A very flat micron price curve

  • The micron price curve from 15 through to 23 micron is extraordinarily flat at present.
  • Change in supply has been the key driver of this move to a flat price curve.
  • Fibre diameter is constantly changing in response to change in seasonal conditions.
  • As fibre diameter changes, so too does the supply of different micron categories and consequently the micron price curve.

Last week the 19 MPG finished 5 cents above the 21 MPG, which is a very small premium.  In the bullish fine wool market of 1999-2001 many in the industry were carried away by the fine wool premiums, confusing a mix of cyclical factors as a permanent change in the prices structure of the greasy wool market. Given the poor performance of fine wool premiums since 2012 (with the exception of 2017) the risk is that the reverse of 1999-2001 could happen. This article takes a look at a key driver of micron premiums and discounts.

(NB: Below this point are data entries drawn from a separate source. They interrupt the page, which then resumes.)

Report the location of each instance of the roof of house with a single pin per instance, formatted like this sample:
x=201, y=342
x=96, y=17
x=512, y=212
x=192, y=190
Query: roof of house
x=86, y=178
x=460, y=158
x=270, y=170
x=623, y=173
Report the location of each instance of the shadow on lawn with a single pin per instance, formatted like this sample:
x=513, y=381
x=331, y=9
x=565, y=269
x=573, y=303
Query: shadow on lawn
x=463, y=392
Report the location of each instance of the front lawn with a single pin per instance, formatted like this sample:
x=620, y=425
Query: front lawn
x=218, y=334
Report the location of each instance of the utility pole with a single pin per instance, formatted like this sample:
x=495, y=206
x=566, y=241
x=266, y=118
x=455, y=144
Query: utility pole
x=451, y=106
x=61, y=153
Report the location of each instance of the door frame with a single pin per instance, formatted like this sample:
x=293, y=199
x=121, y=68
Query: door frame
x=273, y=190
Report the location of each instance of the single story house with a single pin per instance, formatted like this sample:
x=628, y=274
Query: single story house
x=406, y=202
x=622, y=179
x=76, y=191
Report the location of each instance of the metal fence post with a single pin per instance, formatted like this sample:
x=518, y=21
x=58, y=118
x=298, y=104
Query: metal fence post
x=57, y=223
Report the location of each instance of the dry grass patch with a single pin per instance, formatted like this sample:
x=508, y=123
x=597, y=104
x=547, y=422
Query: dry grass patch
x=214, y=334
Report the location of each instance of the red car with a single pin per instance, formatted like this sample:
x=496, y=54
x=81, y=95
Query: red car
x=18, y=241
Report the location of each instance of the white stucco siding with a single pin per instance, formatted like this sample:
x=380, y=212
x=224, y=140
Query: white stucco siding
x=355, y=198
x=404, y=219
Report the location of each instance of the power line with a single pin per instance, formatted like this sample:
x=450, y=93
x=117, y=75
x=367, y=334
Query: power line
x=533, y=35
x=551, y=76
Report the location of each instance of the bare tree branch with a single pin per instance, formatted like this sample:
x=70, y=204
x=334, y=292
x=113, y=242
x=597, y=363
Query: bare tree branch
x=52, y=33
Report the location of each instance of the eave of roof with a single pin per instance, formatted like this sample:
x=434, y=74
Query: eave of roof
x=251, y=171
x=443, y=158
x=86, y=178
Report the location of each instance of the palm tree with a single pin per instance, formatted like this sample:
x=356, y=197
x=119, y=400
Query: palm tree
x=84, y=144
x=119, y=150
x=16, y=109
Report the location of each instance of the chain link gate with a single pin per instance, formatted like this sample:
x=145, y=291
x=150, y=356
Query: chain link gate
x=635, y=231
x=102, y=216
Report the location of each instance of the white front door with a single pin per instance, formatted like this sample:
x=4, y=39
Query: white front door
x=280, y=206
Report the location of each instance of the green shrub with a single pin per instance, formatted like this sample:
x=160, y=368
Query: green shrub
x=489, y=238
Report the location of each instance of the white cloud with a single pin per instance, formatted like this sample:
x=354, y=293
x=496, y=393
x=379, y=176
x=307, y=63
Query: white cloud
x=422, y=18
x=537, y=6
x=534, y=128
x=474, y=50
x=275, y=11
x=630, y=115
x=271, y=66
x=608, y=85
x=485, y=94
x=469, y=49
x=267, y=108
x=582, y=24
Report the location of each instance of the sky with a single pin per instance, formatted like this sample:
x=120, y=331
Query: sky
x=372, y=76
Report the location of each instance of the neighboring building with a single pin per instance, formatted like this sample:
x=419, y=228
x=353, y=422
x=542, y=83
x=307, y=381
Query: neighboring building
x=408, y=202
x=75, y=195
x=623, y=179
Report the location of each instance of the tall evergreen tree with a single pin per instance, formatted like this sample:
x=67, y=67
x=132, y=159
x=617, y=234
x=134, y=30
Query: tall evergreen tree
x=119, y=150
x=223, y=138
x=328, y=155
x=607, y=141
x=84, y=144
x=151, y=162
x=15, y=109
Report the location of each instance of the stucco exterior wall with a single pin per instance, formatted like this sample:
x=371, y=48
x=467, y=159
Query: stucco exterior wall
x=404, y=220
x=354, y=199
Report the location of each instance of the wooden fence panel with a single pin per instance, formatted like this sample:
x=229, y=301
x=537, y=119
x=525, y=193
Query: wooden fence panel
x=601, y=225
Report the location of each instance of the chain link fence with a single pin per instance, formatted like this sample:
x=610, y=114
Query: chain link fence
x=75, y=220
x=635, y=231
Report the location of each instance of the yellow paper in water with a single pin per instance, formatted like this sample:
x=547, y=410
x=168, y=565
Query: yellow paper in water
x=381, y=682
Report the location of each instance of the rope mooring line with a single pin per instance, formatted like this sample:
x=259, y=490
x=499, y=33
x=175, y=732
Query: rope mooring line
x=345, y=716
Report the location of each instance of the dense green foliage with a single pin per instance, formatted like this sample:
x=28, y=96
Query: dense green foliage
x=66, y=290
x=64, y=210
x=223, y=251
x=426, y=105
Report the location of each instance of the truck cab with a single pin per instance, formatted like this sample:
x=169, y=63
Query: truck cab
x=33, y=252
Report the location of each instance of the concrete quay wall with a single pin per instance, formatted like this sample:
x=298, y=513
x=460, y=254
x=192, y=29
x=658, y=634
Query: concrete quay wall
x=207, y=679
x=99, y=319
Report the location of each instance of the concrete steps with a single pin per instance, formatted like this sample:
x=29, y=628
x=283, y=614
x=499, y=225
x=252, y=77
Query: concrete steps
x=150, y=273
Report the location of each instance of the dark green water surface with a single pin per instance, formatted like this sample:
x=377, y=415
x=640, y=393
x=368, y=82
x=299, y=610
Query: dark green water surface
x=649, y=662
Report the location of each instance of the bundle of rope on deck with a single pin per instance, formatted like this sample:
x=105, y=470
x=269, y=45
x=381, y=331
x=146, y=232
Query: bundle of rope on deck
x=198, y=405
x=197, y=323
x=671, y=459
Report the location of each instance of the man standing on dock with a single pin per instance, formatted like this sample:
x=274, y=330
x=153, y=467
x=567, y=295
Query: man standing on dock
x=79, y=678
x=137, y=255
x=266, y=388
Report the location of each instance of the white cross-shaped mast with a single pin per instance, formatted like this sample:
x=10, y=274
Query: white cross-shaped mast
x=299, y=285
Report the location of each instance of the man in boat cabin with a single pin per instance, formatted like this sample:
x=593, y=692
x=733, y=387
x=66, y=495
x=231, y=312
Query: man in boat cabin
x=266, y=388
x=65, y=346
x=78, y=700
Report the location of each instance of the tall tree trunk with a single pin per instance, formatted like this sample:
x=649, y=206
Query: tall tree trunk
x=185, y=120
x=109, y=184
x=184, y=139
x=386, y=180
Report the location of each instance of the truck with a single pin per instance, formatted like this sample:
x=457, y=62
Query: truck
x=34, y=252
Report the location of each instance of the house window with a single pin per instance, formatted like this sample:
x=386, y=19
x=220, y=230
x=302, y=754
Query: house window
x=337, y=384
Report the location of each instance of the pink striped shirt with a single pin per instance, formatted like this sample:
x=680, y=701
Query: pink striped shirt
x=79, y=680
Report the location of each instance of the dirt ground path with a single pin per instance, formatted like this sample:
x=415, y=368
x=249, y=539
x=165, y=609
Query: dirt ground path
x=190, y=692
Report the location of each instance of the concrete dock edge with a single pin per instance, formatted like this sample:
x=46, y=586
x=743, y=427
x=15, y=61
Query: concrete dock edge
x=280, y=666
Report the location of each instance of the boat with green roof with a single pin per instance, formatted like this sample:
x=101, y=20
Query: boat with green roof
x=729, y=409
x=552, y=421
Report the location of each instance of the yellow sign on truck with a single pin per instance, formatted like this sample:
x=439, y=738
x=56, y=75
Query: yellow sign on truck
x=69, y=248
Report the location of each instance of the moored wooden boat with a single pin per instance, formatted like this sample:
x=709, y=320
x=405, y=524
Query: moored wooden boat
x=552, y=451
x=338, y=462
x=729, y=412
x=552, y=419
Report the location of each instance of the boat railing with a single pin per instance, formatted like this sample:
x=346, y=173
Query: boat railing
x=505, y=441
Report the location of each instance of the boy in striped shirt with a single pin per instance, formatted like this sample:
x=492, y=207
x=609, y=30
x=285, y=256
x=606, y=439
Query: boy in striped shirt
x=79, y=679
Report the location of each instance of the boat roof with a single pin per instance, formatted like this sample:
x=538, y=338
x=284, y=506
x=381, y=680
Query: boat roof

In Figure 1 the micron price curve for May 2017 and May 2019 is shown. The price curve is generated by setting the average 19.5 micron price to zero and comparing the other micron prices levels to it. In May 2017, fine merino premiums were high by historical standards, the opposite position to the current greasy wool market. Compared to 2017, the current market premiums for sub-19.5 micron have shrunk to negligible levels while the discounts for 20 to 22.5 micron have also shrunk to minimal levels. This has flattened the micron price curve.

A very flat micron price curve 3

In 1999-2001 a combination of favourable supply (less fine wool), a depressed apparel fibre market (man-made fibre and cotton prices were low for an extended period which dragged medium and broad merino wool to low price levels), a favourable fashion cycle which allowed fine merino wool to avoid low prices and finally a low exchange rate which helped boost the local price resulted in huge micron premiums for fine merino wool.

In the current market the reason for the flat micron price curve looks to be mainly a supply issue. Figure 2 compares the change in the two micron price curves shown in Figure 1 with the change in supply, by micron category, between May 2017 and May 2019. The graph tells the story. Where supply has risen, the micron curve has fallen and where the supply has fallen, the micron curve has risen. When looking into the future, keep in mind the fibre diameter of the merino clip is always moving in response to changing seasonal conditions so the pattern of volume change shown in Figure 2 will change and reverse at some stage. When the supply does change, expect price to react with the micron price curve changing accordingly.

Finally, in Figure 3 the actual micron price curves in cents per kg terms for May 2017 and May 2019 (from 15 to 24 micron) are shown. The price level for 15 to 17 micron has barely changed.  It is the broad merinos (20 to 23 micron) which have changed price levels dramatically, assisted by chronic under-supply since early 2018.

What does this mean?

Merino micron premiums and discounts are probably at their perigee. The fall in the average merino fibre diameter is shrinking, with a reasonable prospect of the fibre diameter starting to increase in the new season which would start to reverse the trends in supply seen during the past 18 months. From this the micron price curve will change once more, with micron premiums and discounts beginning to widen.